In the 21st century, Oxford University Press published Scofield notes to accompany six additional English translations.

==Criticism==
Opponents of biblical fundamentalism have criticized the Scofield Bible for its air of total authority in biblical interpretation, for what they consider its glossing over of biblical contradictions and for its focus on eschatology.

==Legacy==
The first edition of the Scofield Bible was published in 1909. The post-World War II era witnessed the creation of a homeland for Jews in Palestine.
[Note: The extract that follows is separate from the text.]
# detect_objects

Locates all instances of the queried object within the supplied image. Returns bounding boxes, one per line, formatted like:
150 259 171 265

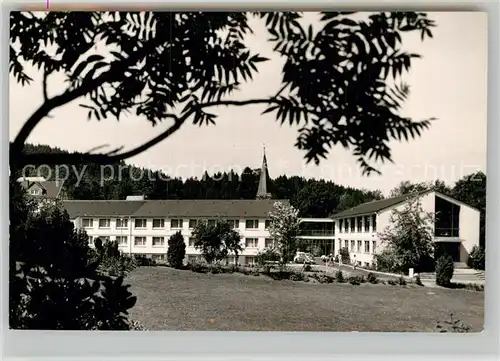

Thus, Scofield's premillennialism seemed prophetic. "At the popular level, especially, many people came to regard the dispensationalist scheme as completely vindicated." Sales of the Reference Bible exceeded two million copies by the end of World War II.

The Scofield Reference Bible promotes dispensationalism, the belief that between creation and the final judgement there would be seven distinct eras of God's dealing with man and that these eras are a framework for synthesizing the message of the Bible. Largely through the influence of Scofield's notes, many fundamentalist Christians in the United States adopted a dispensational theology. Scofield's notes on the Book of Revelation are a major source for the various timetables, judgments, and plagues elaborated on by popular religious writers such as Hal Lindsey, Edgar C. Whisenant, and Tim LaHaye; and in part because of the success of the Scofield Reference Bible, 20th-century American fundamentalists placed greater emphasis on eschatological speculation.

The Scofield Bible significantly influenced the Christian Zionist movement. The 1967 revision of the Scofield Bible has been noted for spreading anti-Arab sentiment among the Christian evangelical movement. Referring to Scofield's interpretation of Genesis 12:3 ("I will bless them that bless thee and curse him that curseth thee"), John Hagee, the founder of Christians United for Israel (CUFI), argues "The man or nation that lifts a voice or hand against Israel invites the wrath of God."